Ja gut, wollen können wir viel, wenn der Tag lang ist

Auf Twitter (oder auf einem Blog) kann ich alle möglichen Behauptungen aufstellen. Wie zum Beispiel, dass ich irgendwelche Pseudo-Anzeigen erstatte, die keinerlei Aussicht auf Erfolg haben. Also ja, wir würden gerne Björn Höcke verklagen, wegen seines unehrlichen Manövers bei der Wahl in Thüringen oder seines durchschaubaren PR-Stunts jetzt gegen Frau Merkel.

Wir würden eine Strafanzeige wegen Nötigung anstellen, denn er hat mit seinen Social-Media-Posts die Medien genötigt, seinem Framing und seinem PR-Stunt Aufmerksamkeit zu geben, welche er nicht verdient hat. Natürlich wäre diese Anzeige Blödsinn. Und keiner würde uns dafür ernst nehmen – zu Recht.
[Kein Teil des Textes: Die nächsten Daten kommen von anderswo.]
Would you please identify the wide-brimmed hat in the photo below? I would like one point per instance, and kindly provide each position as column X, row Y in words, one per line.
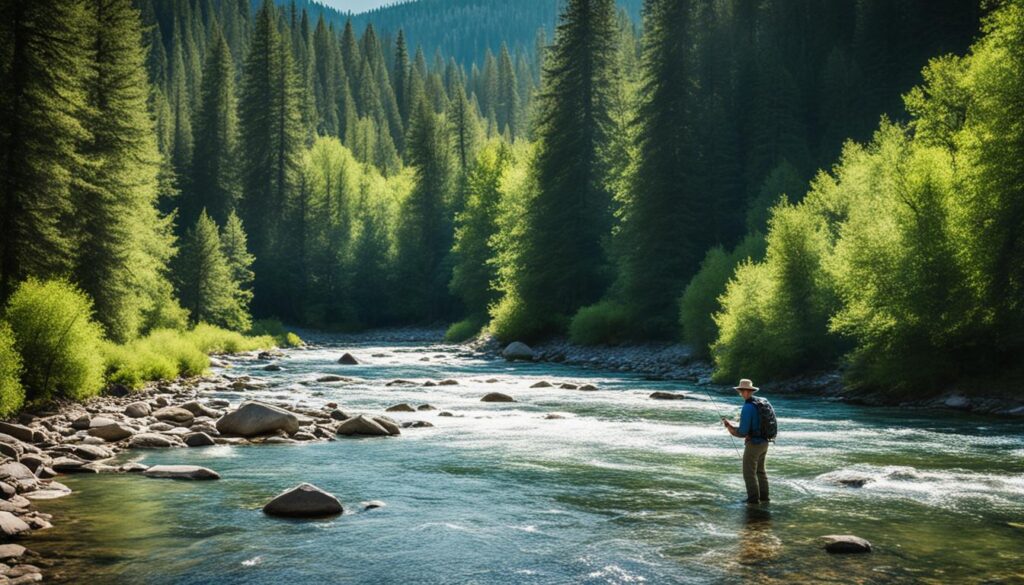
column 745, row 384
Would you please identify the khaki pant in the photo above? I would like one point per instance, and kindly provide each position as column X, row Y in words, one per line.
column 755, row 474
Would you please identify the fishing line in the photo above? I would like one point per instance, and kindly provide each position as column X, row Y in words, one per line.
column 720, row 417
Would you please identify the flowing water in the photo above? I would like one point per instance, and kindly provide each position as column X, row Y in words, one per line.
column 623, row 490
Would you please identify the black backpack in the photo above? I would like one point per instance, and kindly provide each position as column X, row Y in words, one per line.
column 766, row 415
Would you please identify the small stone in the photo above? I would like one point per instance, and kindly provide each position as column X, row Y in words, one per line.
column 8, row 551
column 497, row 398
column 174, row 414
column 199, row 440
column 660, row 395
column 138, row 410
column 181, row 472
column 846, row 544
column 152, row 441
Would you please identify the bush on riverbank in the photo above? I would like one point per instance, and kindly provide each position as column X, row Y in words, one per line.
column 11, row 392
column 57, row 339
column 463, row 330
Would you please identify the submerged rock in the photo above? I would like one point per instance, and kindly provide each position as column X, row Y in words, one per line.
column 361, row 425
column 303, row 501
column 517, row 350
column 180, row 472
column 497, row 398
column 252, row 419
column 659, row 395
column 846, row 544
column 138, row 410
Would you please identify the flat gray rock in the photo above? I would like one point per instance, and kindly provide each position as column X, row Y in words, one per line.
column 303, row 501
column 152, row 441
column 846, row 544
column 361, row 425
column 180, row 472
column 253, row 419
column 497, row 398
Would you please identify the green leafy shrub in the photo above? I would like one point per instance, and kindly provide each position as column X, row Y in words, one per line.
column 275, row 329
column 700, row 299
column 11, row 392
column 463, row 331
column 212, row 339
column 606, row 322
column 57, row 339
column 774, row 318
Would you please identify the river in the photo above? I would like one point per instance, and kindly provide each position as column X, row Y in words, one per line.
column 624, row 489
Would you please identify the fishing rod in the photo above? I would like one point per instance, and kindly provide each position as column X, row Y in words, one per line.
column 719, row 413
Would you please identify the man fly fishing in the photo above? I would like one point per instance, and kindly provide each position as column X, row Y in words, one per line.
column 758, row 427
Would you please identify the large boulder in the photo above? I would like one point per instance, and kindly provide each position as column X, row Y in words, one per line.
column 303, row 501
column 11, row 525
column 175, row 415
column 152, row 441
column 348, row 360
column 253, row 419
column 517, row 350
column 846, row 544
column 112, row 432
column 497, row 398
column 138, row 410
column 361, row 425
column 180, row 472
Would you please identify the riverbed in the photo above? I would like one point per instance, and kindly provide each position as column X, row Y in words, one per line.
column 623, row 489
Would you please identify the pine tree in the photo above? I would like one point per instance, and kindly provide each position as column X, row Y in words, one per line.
column 271, row 143
column 215, row 178
column 665, row 227
column 424, row 234
column 508, row 95
column 115, row 202
column 206, row 286
column 42, row 93
column 236, row 249
column 563, row 249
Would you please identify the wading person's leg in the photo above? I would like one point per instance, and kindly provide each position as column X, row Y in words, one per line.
column 752, row 455
column 763, row 473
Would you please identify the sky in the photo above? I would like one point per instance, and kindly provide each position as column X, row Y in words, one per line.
column 355, row 5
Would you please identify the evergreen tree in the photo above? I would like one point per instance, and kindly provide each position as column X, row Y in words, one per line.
column 42, row 91
column 206, row 286
column 665, row 230
column 215, row 179
column 424, row 234
column 271, row 142
column 236, row 249
column 114, row 202
column 563, row 249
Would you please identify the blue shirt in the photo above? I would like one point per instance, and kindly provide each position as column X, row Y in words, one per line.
column 750, row 422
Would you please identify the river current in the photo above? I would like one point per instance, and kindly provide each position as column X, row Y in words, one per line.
column 624, row 489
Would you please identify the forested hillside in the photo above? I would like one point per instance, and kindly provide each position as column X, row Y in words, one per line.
column 194, row 161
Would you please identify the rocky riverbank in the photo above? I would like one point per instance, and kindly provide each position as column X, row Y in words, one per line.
column 677, row 362
column 87, row 437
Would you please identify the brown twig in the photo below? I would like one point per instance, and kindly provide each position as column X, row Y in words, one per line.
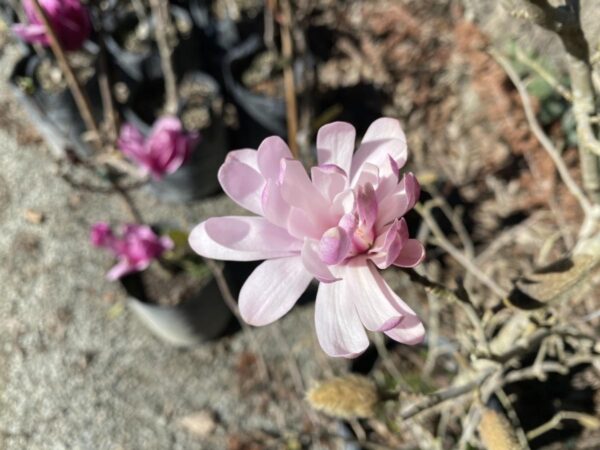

Aber bei Faschist Höcke und Frau Merkel ist das leider anders.



Warum berichten die Medien darüber?

Wer es noch nicht mitbekommen hat: „Wegen Thüringen: AfD zeigt Merkel gleich doppelt an“ (Link), „Björn Höcke stellt nach Thüringen-Wahl Strafanzeige gegen Angela Merkel“ (Link), „AfD will Bundeskanzlerin Merkel gleich doppelt verklagen“ (Link). So berichten es alle auf und ab der Medienlandschaft.

Kurzfassung: Faschist Höcke hat auf Twitter angekündigt, Strafanzeige gegen Frau Merkel zu stellen. Ja, wirklich. Die AfD behauptet, Merkel hätte „Amtsmissbrauch“ (lol) begangen und FDP-Mann Kemmerich „genötigt“, von seinem mit Stimmen der Faschisten gewählten Ministerpräsidentenposten zurückzutreten. Das ist natürlich für jeden klar denkenden Menschen offensichtlich lachhaft.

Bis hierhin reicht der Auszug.